Le constat est glacial. Selon le rapport intitulé « Le business du désespoir », publié le 11 février 2026 par le collectif All Eyes On Wagner et l’ONG suisse INPACT, le Togo n’est plus épargné par le recrutement de combattants pour le front ukrainien.
L’enquête identifie 18 jeunes Togolais ayant intégré les rangs de l’armée russe. Pour trois d’entre eux, le voyage s’est arrêté définitivement dans la boue des tranchées. Dogan Komlan-Junior Mark, Koulekpato Dosseh et Sabi-Ifon Yaovi sont les noms de ces fils du pays qui ne reviendront jamais, illustrant le coût humain exorbitant de ce conflit importé.

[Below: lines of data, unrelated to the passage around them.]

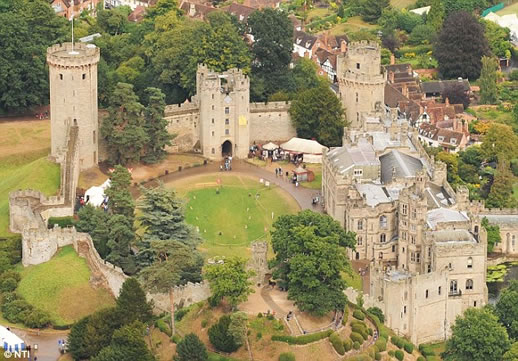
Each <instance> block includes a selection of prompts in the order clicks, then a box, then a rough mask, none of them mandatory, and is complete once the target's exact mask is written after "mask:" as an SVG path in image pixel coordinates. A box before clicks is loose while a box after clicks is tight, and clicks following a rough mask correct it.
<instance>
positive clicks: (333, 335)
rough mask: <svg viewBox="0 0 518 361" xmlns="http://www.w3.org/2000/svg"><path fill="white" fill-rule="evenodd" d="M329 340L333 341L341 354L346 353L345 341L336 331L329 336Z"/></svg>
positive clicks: (342, 354)
mask: <svg viewBox="0 0 518 361" xmlns="http://www.w3.org/2000/svg"><path fill="white" fill-rule="evenodd" d="M329 342H331V345H333V348H334V349H335V351H336V352H338V353H339V354H340V355H344V354H345V348H344V343H343V341H342V339H341V338H340V336H339V335H338V334H337V333H336V332H333V333H332V334H331V336H329Z"/></svg>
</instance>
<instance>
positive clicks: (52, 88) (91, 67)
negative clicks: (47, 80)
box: [47, 43, 100, 170]
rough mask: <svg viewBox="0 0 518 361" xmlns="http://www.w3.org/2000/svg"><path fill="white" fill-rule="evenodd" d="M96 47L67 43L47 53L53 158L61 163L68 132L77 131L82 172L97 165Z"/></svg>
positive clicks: (98, 123) (96, 93)
mask: <svg viewBox="0 0 518 361" xmlns="http://www.w3.org/2000/svg"><path fill="white" fill-rule="evenodd" d="M99 56H100V51H99V48H97V47H96V46H95V45H93V44H84V43H76V44H74V46H72V43H64V44H58V45H54V46H51V47H50V48H48V49H47V63H48V65H49V82H50V128H51V143H52V149H51V156H53V157H55V158H56V159H59V158H60V157H61V156H62V154H63V151H64V150H65V148H66V146H67V137H68V134H69V129H70V127H72V126H77V127H78V143H77V144H78V147H79V163H80V164H79V166H80V170H83V169H87V168H90V167H92V166H94V165H96V164H97V162H98V157H99V152H98V136H99V121H98V114H97V63H98V62H99Z"/></svg>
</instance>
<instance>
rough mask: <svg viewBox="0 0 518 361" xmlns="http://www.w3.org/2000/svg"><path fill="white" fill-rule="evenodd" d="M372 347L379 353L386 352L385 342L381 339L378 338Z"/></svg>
mask: <svg viewBox="0 0 518 361" xmlns="http://www.w3.org/2000/svg"><path fill="white" fill-rule="evenodd" d="M374 345H375V346H376V347H377V348H378V351H379V352H383V351H386V350H387V340H385V339H384V338H383V337H380V338H379V339H378V340H376V343H375V344H374Z"/></svg>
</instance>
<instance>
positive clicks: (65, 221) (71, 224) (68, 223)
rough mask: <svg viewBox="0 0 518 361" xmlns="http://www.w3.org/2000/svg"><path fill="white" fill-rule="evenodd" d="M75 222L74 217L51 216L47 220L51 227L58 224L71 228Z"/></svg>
mask: <svg viewBox="0 0 518 361" xmlns="http://www.w3.org/2000/svg"><path fill="white" fill-rule="evenodd" d="M74 223H75V222H74V218H73V217H50V218H49V221H48V222H47V227H48V228H49V229H51V228H54V225H55V224H57V225H58V226H59V227H61V228H70V227H73V226H74Z"/></svg>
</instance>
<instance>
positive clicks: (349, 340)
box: [344, 338, 353, 352]
mask: <svg viewBox="0 0 518 361" xmlns="http://www.w3.org/2000/svg"><path fill="white" fill-rule="evenodd" d="M352 348H353V342H352V341H351V339H350V338H347V339H345V340H344V350H345V352H349V351H351V349H352Z"/></svg>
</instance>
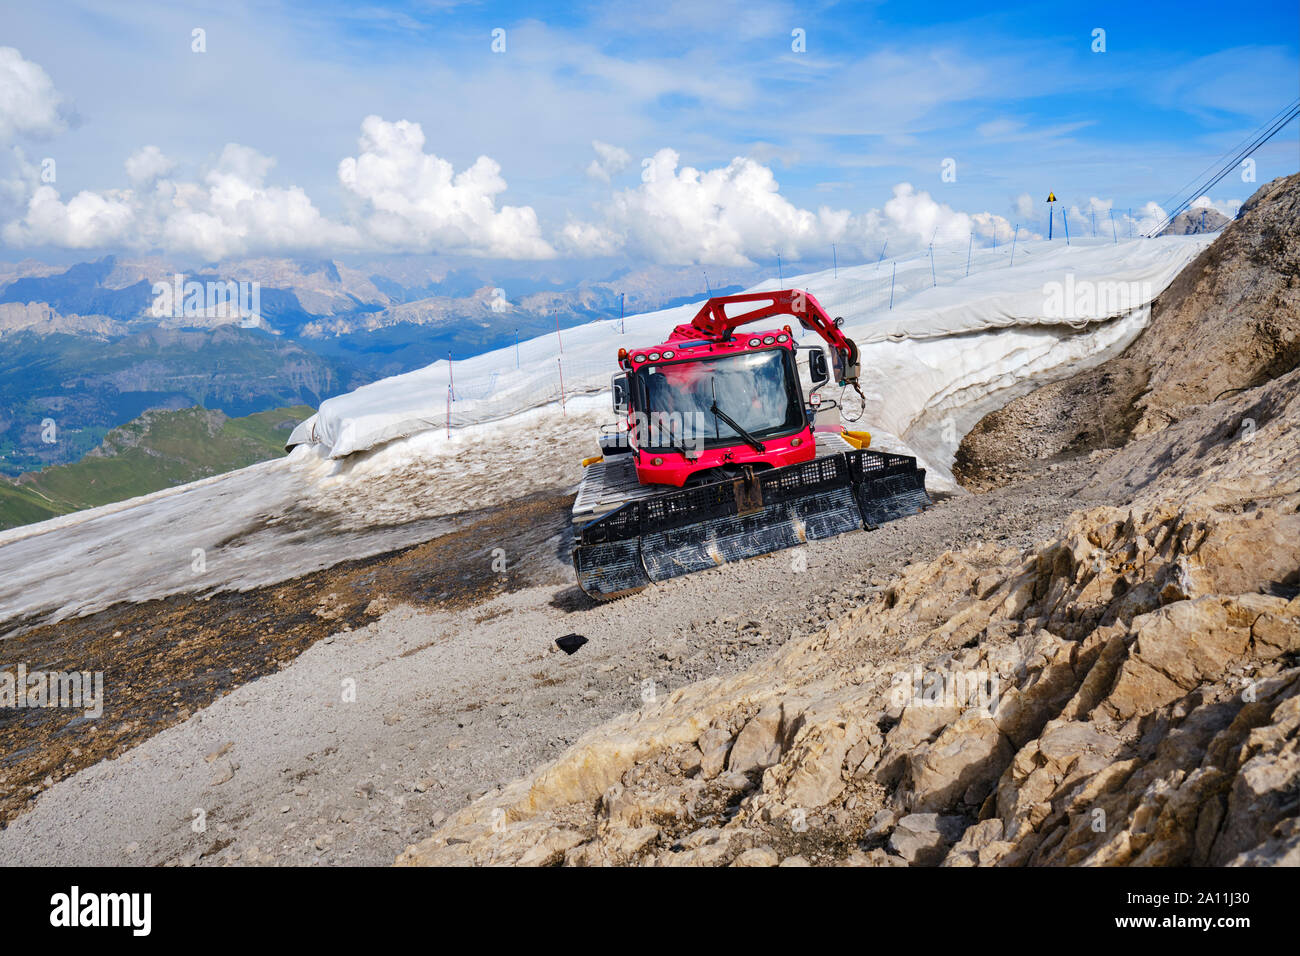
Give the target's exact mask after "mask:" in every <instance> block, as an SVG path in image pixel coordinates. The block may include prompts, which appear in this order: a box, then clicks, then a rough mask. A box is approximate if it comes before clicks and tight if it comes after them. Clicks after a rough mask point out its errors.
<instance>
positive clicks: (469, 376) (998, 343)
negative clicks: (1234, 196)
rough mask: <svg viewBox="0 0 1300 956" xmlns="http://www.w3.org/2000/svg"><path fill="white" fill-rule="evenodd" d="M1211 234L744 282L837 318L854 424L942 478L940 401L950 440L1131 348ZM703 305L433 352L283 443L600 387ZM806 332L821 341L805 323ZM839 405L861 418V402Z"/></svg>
mask: <svg viewBox="0 0 1300 956" xmlns="http://www.w3.org/2000/svg"><path fill="white" fill-rule="evenodd" d="M1212 239H1213V237H1164V238H1158V239H1126V241H1121V242H1112V241H1102V239H1083V241H1080V239H1075V241H1074V242H1073V243H1071V245H1066V243H1065V242H1062V241H1053V242H1047V241H1041V239H1040V241H1034V242H1022V243H1018V245H1017V246H1015V248H1014V252H1013V248H1011V247H1010V246H1009V245H1004V246H1001V247H1000V248H997V250H992V248H984V250H978V251H971V252H967V250H965V248H961V250H954V248H948V250H935V254H933V258H931V255H930V252H922V254H917V255H913V256H910V258H907V259H905V260H897V261H893V260H884V261H880V263H872V264H867V265H857V267H852V268H844V269H839V271H837V274H836V272H833V271H829V269H828V271H823V272H818V273H811V274H803V276H792V277H788V278H785V280H784V281H777V280H775V278H774V280H768V281H766V282H762V284H759V285H757V286H754V289H753V290H751V291H763V290H768V289H777V287H787V289H789V287H800V289H806V290H809V291H811V293H813V294H814V295H815V297H816V298H818V300H819V302H820V303H822V304H823V306H824V307H826V310H827V311H828V312H829V313H831V315H832V316H842V317H844V320H845V333H846V334H848V336H849V337H850V338H853V339H854V341H857V342H858V345H859V346H861V347H862V351H863V362H862V372H863V375H862V385H863V390H865V392H867V393H868V399H871V397H872V395H874V397H875V398H874V399H872V401H868V407H867V410H866V412H865V415H863V420H862V421H861V424H863V425H866V427H868V428H870V427H872V425H875V427H876V428H881V429H884V431H885V432H891V433H893V434H894V436H898V437H900V438H902V440H904V442H905V444H909V446H911V447H915V449H917V450H918V451H922V454H923V457H926V459H927V464H930V466H931V467H932V468H936V470H937V471H939V473H940V476H943V477H944V479H946V477H948V464H949V463H950V454H952V451H953V450H954V447H956V444H954V442H953V441H941V442H936V441H927V440H926V438H919V440H918V441H915V442H909V441H907V438H909V433H910V432H911V431H914V425H915V424H917V423H918V421H920V420H922V419H923V418H926V416H930V418H933V416H935V415H936V414H937V412H940V411H943V412H944V415H941V416H940V424H939V428H940V431H943V432H944V434H945V436H949V437H950V434H952V432H953V429H954V428H961V425H962V424H963V423H965V424H967V427H969V424H974V421H969V419H970V415H971V414H974V410H976V408H984V410H987V407H988V406H991V405H992V406H993V407H996V403H997V402H998V401H1004V402H1005V401H1008V399H1009V398H1010V397H1013V395H1011V393H1009V392H1008V389H1014V388H1017V386H1019V385H1023V384H1024V382H1028V381H1031V380H1039V378H1041V377H1043V376H1044V375H1048V373H1050V372H1053V371H1054V369H1056V371H1060V369H1062V368H1066V367H1071V365H1079V363H1083V362H1087V360H1100V359H1101V358H1105V356H1108V355H1109V354H1113V352H1114V351H1115V350H1118V349H1122V347H1125V346H1126V345H1127V343H1128V341H1131V339H1132V337H1134V336H1136V334H1138V333H1139V332H1140V330H1141V328H1143V326H1144V325H1145V321H1147V316H1148V313H1149V312H1148V306H1149V304H1151V300H1152V299H1153V298H1154V297H1156V295H1158V294H1160V291H1161V290H1162V289H1164V287H1165V286H1166V285H1169V282H1170V281H1171V280H1173V278H1174V276H1177V274H1178V272H1179V271H1180V269H1182V268H1183V267H1184V265H1186V264H1187V263H1188V261H1190V260H1191V259H1192V258H1195V256H1196V255H1197V254H1199V252H1200V251H1201V250H1203V248H1205V246H1206V245H1209V242H1210V241H1212ZM967 255H970V260H969V261H970V265H967ZM1013 255H1014V261H1013ZM967 271H969V274H967ZM701 300H703V297H701ZM697 310H698V304H692V306H684V307H677V308H671V310H664V311H660V312H647V313H643V315H638V316H630V317H628V319H627V320H625V332H624V330H623V326H620V323H619V321H617V320H612V321H597V323H590V324H588V325H581V326H577V328H573V329H565V330H564V332H562V333H559V334H549V336H543V337H538V338H534V339H530V341H526V342H521V343H520V346H519V349H517V352H516V349H515V347H508V349H500V350H497V351H491V352H486V354H484V355H478V356H476V358H472V359H468V360H464V362H455V363H454V364H452V365H451V367H450V368H448V364H447V363H446V362H438V363H435V364H433V365H429V367H426V368H421V369H417V371H415V372H408V373H406V375H399V376H394V377H391V378H383V380H381V381H377V382H373V384H370V385H367V386H363V388H360V389H356V390H355V392H351V393H348V394H346V395H338V397H337V398H330V399H328V401H325V402H322V403H321V407H320V410H318V412H317V414H316V415H315V416H312V418H311V419H308V420H307V421H304V423H303V424H302V425H299V428H298V429H296V431H295V432H294V434H292V437H291V440H290V444H294V445H298V444H312V445H317V446H318V447H320V449H321V450H322V451H324V453H325V454H326V455H329V457H331V458H342V457H346V455H351V454H354V453H356V451H364V450H367V449H370V447H374V446H377V445H382V444H385V442H390V441H394V440H396V438H402V437H404V436H408V434H413V433H416V432H421V431H426V429H432V428H447V425H448V414H450V424H451V428H456V427H461V425H467V424H474V423H482V421H494V420H500V419H504V418H508V416H511V415H516V414H519V412H521V411H524V410H526V408H533V407H538V406H542V405H550V403H554V402H558V401H560V399H562V398H563V399H567V398H568V397H572V395H576V394H584V393H593V392H602V390H604V389H607V388H608V384H610V376H611V375H612V373H614V372H615V371H616V368H615V354H616V351H617V349H619V347H620V346H624V347H629V349H630V347H643V346H650V345H655V343H658V342H662V341H663V339H664V338H666V337H667V334H668V333H669V332H671V329H672V328H673V325H677V324H681V323H686V321H689V320H690V319H692V317H693V315H694V313H695V311H697ZM771 324H774V325H775V324H776V323H775V321H774V323H771ZM1105 326H1113V328H1105ZM1006 332H1013V333H1015V334H1004V333H1006ZM800 341H801V343H802V345H809V343H814V342H816V341H819V339H818V338H816V336H815V334H814V333H809V332H802V330H801V336H800ZM902 343H907V345H906V347H904V349H901V350H900V349H898V347H897V346H900V345H902ZM920 346H923V347H920ZM963 395H965V399H966V401H962V397H963ZM976 399H978V401H976ZM846 406H853V414H857V408H858V406H854V405H853V402H848V401H846ZM980 414H983V412H980ZM957 437H958V438H959V437H961V436H959V434H958V436H957ZM945 449H946V450H945ZM945 458H946V459H948V460H944V459H945Z"/></svg>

Un piège aux multiples visages
Comment en arrive-t-on là ? Le scénario est souvent le même : un visa d’études, une promesse de travail, puis l’implacable réalité militaire.
Le Mouvement Martin Luther King (MMLK), fer de lance de la défense des droits humains au Togo, avait déjà donné l’alerte le 17 mars 2025. L’organisation révélait le cas d’un étudiant togolais, parti de Lomé en août 2024 avec un visa en règle délivré à Cotonou. Une fois sur le sol russe, le rêve a viré au cauchemar : enrôlement forcé, blessures de guerre, puis capture par les forces ukrainiennes.
« Nous appelons les autorités togolaises à engager un dialogue diplomatique avec Kiev pour sauver nos compatriotes capturés », plaidait alors le MMLK.
Le cas du Togo n’est que la partie émergée d’un iceberg continental. Les chiffres compilés par les enquêteurs sont vertigineux :
- 1 417 jeunes Africains recrutés au total.
- 316 décès confirmés.
- 6 mois : c’est la durée de vie moyenne d’une recrue sur le front. Certains ne survivent pas plus de 30 jours après leur arrivée.
Si l’Égypte, le Cameroun et le Ghana restent les pays les plus touchés, la présence de Togolais sur cette liste noire confirme que les réseaux de recrutement densifient leur maillage en Afrique de l’Ouest.